I dont believe you &#129300;. I'm indian and even I have never met a indian guy name Aladdin


----------



## MasterAbsher (Oct 16, 2019)

Mkang14 said:


> I dont believe you &#129300;. I'm indian and even I have never met a indian guy name Aladdin


Good thing what you believe doesn't matter.


----------



## Mkang14 (Jun 29, 2019)

MasterAbsher said:


> Good thing what you believe doesn't matter.


Okay I guess that was a good one &#128530;


----------



## Gtown Driver (Aug 26, 2018)

LyftUberFuwabolewa said:


> But I don't think I've ever gotten a tip from one.
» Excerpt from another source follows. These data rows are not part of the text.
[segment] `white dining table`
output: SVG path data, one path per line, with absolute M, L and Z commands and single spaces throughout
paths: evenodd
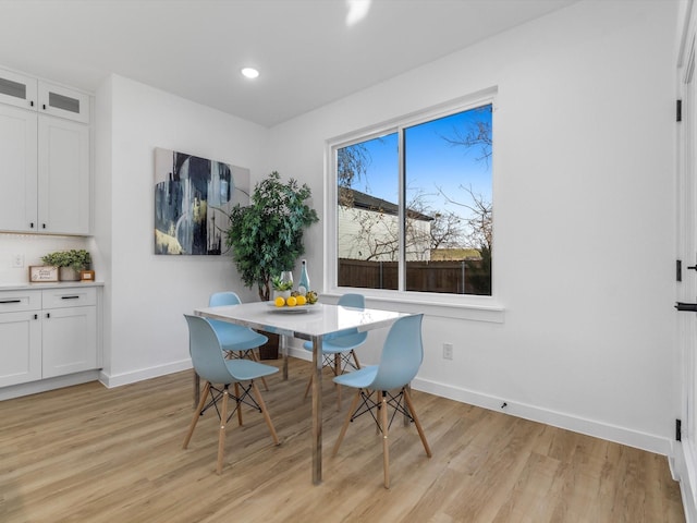
M 326 303 L 302 307 L 276 307 L 273 302 L 242 303 L 196 308 L 194 314 L 280 335 L 283 379 L 288 379 L 288 339 L 313 342 L 313 483 L 322 479 L 322 340 L 351 332 L 364 332 L 391 326 L 411 313 L 377 308 L 353 308 Z

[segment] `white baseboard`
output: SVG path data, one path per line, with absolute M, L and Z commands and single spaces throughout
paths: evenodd
M 510 399 L 496 398 L 463 388 L 419 379 L 418 377 L 414 379 L 412 387 L 414 387 L 415 390 L 421 390 L 424 392 L 429 392 L 431 394 L 449 398 L 455 401 L 462 401 L 463 403 L 468 403 L 470 405 L 481 406 L 484 409 L 511 414 L 513 416 L 543 423 L 553 427 L 564 428 L 575 433 L 585 434 L 587 436 L 606 439 L 608 441 L 627 445 L 649 452 L 667 457 L 671 455 L 672 445 L 669 438 L 661 438 L 650 434 L 631 430 L 594 419 L 585 419 L 525 403 L 516 403 Z M 504 404 L 505 406 L 502 406 Z
M 673 479 L 680 482 L 680 494 L 683 500 L 686 523 L 697 523 L 697 507 L 695 506 L 697 471 L 694 465 L 688 465 L 688 463 L 697 463 L 695 461 L 697 457 L 692 454 L 693 452 L 688 445 L 676 441 L 673 457 L 669 460 Z
M 157 367 L 139 368 L 138 370 L 132 370 L 123 374 L 108 375 L 101 372 L 99 373 L 99 381 L 101 381 L 105 387 L 111 389 L 113 387 L 121 387 L 122 385 L 143 381 L 144 379 L 167 376 L 168 374 L 179 373 L 188 368 L 192 368 L 192 361 L 186 358 L 179 362 L 168 363 L 166 365 L 159 365 Z
M 0 389 L 0 401 L 20 398 L 21 396 L 38 394 L 53 389 L 72 387 L 73 385 L 87 384 L 99 379 L 99 370 L 85 370 L 84 373 L 57 376 L 54 378 L 29 381 L 28 384 L 12 385 Z

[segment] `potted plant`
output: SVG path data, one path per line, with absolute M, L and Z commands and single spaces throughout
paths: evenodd
M 244 284 L 257 285 L 264 301 L 271 299 L 271 279 L 291 270 L 305 252 L 305 229 L 319 221 L 315 209 L 306 203 L 310 195 L 307 184 L 299 185 L 294 179 L 283 183 L 273 171 L 254 186 L 248 206 L 237 204 L 230 212 L 225 244 L 232 247 Z M 267 337 L 269 342 L 259 348 L 259 356 L 276 360 L 279 337 L 271 332 Z
M 59 267 L 59 279 L 61 281 L 80 280 L 80 271 L 89 268 L 91 258 L 85 250 L 57 251 L 41 257 L 46 265 Z
M 283 183 L 273 171 L 255 185 L 248 206 L 237 204 L 230 212 L 225 243 L 242 281 L 257 285 L 264 301 L 271 297 L 271 278 L 291 270 L 305 252 L 305 229 L 319 221 L 307 205 L 310 196 L 307 184 L 294 179 Z
M 283 275 L 289 275 L 290 271 L 281 272 L 281 276 L 274 276 L 271 278 L 271 285 L 273 287 L 273 297 L 282 296 L 285 300 L 291 295 L 293 290 L 293 279 L 283 278 Z

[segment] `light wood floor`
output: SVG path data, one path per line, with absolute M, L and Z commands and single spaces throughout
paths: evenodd
M 267 362 L 280 365 L 280 362 Z M 112 390 L 87 384 L 0 402 L 0 521 L 14 522 L 681 522 L 667 459 L 414 391 L 433 451 L 415 427 L 391 431 L 391 489 L 372 422 L 348 427 L 325 380 L 323 483 L 311 485 L 309 364 L 291 360 L 261 415 L 229 425 L 215 473 L 217 422 L 192 415 L 191 374 Z M 343 408 L 350 391 L 344 391 Z

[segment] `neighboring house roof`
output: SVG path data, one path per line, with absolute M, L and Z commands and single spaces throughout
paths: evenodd
M 340 187 L 340 191 L 343 192 L 345 199 L 340 198 L 340 203 L 343 199 L 344 202 L 351 197 L 351 202 L 353 202 L 353 207 L 356 209 L 365 209 L 371 210 L 374 212 L 384 212 L 386 215 L 396 216 L 399 214 L 399 206 L 387 199 L 376 198 L 375 196 L 370 196 L 369 194 L 362 193 L 360 191 L 356 191 L 351 187 Z M 433 218 L 416 210 L 406 209 L 407 217 L 414 220 L 421 221 L 433 221 Z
I don't think it's in their culture.


My mom has that problem at her work. The Indians notoriously never tip or only tip a dollar.

I can't remember any Indians tipping me doing Uber or Lyft, but so few people tip on rideshare any ways that I never bother to remember the demographics of it. I can say off the top of the head most of the people I remember tipping good are white and black American people. Guess that makes sense.


----------



## tohunt4me (Nov 23, 2015)

LyftUberFuwabolewa said:


> I'm talking about people from the Country India. They are fine people. I've never had a problem with one. I've had a few with not such a great attitude but that's it.
> 
> But I don't think I've ever gotten a tip from one. I don't think it's in their culture.


No.
I havent either .
But my Chineese passengers All tip well.


----------



## sellkatsell44 (Oct 25, 2015)

tohunt4me said:


> No.
> I havent either .
> But my Chineese passengers All tip well.


Diff pple diff perspectives.

I had a mandarin boss that was amazing. I'm talking cash gift on Valentine's Day, Easter, Christmas, Halloween.. any holiday.

he also paid me $30/hr cash (this is almost a decade and yes I was a scruffy kid) and he also took me to vegas, nothing like that.. wasn't old enough to be in casinos so he would gamble and I would have my own room to do hw or wander around the shops. Gave me a couple thousand cash before He went gambling.

but he would NOT tip.

How did I know? We were sitting waiting for our bill and the waitress (this was a diner we frequent downtown near 450 Sutter where he had his office) slid him the bill and the "card" reserved for tourists telling him it's customary to tip &#128557;&#128557;&#128557;.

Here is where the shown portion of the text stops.